Nach einem Jahr Streaming-Theater schaut man zweifellos lieber auf die „untere“ Ebene des Bühnengeschehens: Auf der ständig rotierenden abgedunkelten Bühne agiert parallel zu den system-konformen Untergangsvisionen eine Gruppe junger Leute, die sich dem System verweigert. Im Roman zwei Gruppen: zum einen vier verarmte, ausgegrenzte Kinder der untersten Unterschicht - Straßenkinder, mit höchst individuellen, gebrochenen Biographien, divers-ramponiertem psychologischem und sozialem Background, junge Menschen, die sich dem Zugriff des Systems clever und gewitzt entziehen und die Anarchie für sich ausrufen: „Ihr wollt Krieg, ihr bekommt Krieg!“- zum anderen eine Gruppe jugendlicher Hacker, Die Freunde, entschlossen, das korrupte System mit eigenen Mitteln zu attackieren. All diese Charaktere lässt der Stücktext zu einer anonymen Gruppe von sechs Nobodys verschmelzen (der Siebte fehlt wegen Krankheit, was bei dieser Entindividualisierung nicht weiter auffällt). Es wird chorisch gesprochen (nicht immer synchron, nicht immer gut verständlich), gelegentlich auch mal mit „what the fucks“ coolness behauptet. Oder man räkelt sich handy-tippend auf dicken Leder-Sofas (ziemlich komfortabel, selbst für Trash!). Und wenn es dann tatsächlich ein Schicksal von unten nach oben auf die Videowand schafft, dann wird von Karens Liebe zu einem bildschönen jungen Mann berichtet, dabei aber verschwiegen, dass dieser pakistanische Schönling sich als Lude entpuppt, der das hochbegabte Mädchen zur Sucht und Prostitution zwingt. Wozu diese Entschärfung, Verflachung?
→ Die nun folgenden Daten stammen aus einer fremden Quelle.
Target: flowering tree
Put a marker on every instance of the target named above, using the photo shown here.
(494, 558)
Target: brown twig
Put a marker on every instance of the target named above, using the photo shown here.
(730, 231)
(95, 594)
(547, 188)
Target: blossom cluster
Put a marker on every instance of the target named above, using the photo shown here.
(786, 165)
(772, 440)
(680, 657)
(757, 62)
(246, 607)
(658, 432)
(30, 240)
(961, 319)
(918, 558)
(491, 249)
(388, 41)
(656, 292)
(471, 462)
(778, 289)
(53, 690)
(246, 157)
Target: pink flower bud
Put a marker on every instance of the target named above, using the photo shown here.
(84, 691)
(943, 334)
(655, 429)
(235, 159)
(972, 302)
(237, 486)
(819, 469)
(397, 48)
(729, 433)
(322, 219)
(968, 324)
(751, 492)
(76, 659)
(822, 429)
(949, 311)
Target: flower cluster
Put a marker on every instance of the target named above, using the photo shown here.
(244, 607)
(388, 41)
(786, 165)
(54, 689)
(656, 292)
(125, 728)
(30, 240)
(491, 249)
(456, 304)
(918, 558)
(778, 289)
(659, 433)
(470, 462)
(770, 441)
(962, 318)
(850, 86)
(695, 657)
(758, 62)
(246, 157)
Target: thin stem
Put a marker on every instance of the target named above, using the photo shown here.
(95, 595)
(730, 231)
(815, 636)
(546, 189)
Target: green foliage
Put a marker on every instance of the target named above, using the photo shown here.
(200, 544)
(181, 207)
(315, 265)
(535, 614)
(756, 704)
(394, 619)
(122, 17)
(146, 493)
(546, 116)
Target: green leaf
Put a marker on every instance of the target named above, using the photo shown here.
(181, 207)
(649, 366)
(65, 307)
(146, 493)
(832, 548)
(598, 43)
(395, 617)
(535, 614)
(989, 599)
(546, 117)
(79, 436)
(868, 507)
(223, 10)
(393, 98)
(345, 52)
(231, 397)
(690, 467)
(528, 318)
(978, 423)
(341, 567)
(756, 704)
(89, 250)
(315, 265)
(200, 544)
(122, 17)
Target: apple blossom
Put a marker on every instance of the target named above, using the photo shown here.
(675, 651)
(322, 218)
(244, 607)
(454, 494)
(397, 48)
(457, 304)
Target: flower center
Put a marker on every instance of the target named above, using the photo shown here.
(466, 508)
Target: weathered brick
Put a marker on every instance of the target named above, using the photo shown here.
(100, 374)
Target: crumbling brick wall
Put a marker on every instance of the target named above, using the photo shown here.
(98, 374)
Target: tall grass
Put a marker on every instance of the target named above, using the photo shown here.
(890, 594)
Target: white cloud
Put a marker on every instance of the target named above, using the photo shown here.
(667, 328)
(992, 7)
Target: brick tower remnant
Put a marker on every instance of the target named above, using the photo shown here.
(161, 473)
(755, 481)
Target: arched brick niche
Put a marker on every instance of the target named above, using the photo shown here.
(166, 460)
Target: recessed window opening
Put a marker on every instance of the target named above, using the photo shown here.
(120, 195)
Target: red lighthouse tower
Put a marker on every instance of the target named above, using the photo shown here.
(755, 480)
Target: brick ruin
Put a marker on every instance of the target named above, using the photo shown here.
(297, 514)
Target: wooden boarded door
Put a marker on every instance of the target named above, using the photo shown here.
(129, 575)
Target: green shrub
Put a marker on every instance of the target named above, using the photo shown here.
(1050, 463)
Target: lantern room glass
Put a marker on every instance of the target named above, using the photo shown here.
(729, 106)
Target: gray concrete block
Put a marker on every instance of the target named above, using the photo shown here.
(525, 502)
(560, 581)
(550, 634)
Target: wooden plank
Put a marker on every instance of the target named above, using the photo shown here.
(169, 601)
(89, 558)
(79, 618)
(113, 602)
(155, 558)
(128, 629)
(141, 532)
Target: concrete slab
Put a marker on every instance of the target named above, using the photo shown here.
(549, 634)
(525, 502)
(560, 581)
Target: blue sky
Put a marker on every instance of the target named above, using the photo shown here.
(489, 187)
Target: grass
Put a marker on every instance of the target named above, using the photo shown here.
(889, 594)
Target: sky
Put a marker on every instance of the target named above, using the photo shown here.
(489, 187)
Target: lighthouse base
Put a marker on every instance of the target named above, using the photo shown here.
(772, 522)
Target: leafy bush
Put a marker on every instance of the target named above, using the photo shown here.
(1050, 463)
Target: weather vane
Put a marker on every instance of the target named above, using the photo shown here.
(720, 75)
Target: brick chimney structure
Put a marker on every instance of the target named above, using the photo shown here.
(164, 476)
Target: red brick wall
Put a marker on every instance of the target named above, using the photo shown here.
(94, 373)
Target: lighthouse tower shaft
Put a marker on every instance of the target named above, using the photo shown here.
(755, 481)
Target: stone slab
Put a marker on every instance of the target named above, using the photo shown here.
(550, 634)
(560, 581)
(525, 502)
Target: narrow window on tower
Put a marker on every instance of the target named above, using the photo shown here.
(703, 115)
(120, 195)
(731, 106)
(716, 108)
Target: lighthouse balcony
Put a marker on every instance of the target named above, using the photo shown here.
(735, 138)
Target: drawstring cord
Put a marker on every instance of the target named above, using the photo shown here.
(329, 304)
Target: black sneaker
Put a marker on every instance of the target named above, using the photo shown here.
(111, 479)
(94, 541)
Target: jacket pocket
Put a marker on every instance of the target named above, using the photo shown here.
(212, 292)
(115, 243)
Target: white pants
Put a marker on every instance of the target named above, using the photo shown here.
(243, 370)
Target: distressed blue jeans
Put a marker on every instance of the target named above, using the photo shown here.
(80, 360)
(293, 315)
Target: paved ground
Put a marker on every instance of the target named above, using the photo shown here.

Da bleibt zu loben nur der im Untertitel angekündigte musikalische Teil: Das sogenannte Musical. Wild tanzen die jungen Leute zu Original-Grime-Songs der Ruff Sqwads Art Foundation, die aber leider nur vom Band kommen. Diese titelgebende Musik, Grime oder verkürzt GRM, bezeichnet sich selbst als „größte musikalische Revolution seit Punk“ und animiert zu tobenden Tänzen: da mischt sich Popping, Locking, Breaking zu Hip-Hop.
Doch nach diesem furiosen Intermezzo resigniert auch das Jungvolk bei Sybille Berg: „Zukunftsangst ist das Hobby der Alten, die ohnehin keine Zukunft mehr haben“, deklamieren sie und resümieren in bieder-bürgerlichem Outfit: „Alles wie gehabt, nur unter Kontrolle. Alles wie gewohnt, nur weniger Natur.“
Schade, da sollte man Greta Thunberg mal vorbeischicken!
Manches von Inhalt und Regie ist uns vertraut: dystopische Zukunftsvisionen der Autorin Sybille Berg und chorisches Sprechen bei den von Sebastian Nübling inszenierten Arbeiten kennt der Theaterfreund. Doch diesmal bleibt man seltsam unberührt, das alles spielt sich irgendwo rein theoretisch ab, erreicht einen nicht, kommt über Behauptungen, Thesen nicht hinaus. Und die sind bekannt.
Dennoch: Das ungewöhnlich junge Festival-Publikum spendet heftigen Applaus, die Schauspieler*innen haben ihn verdient.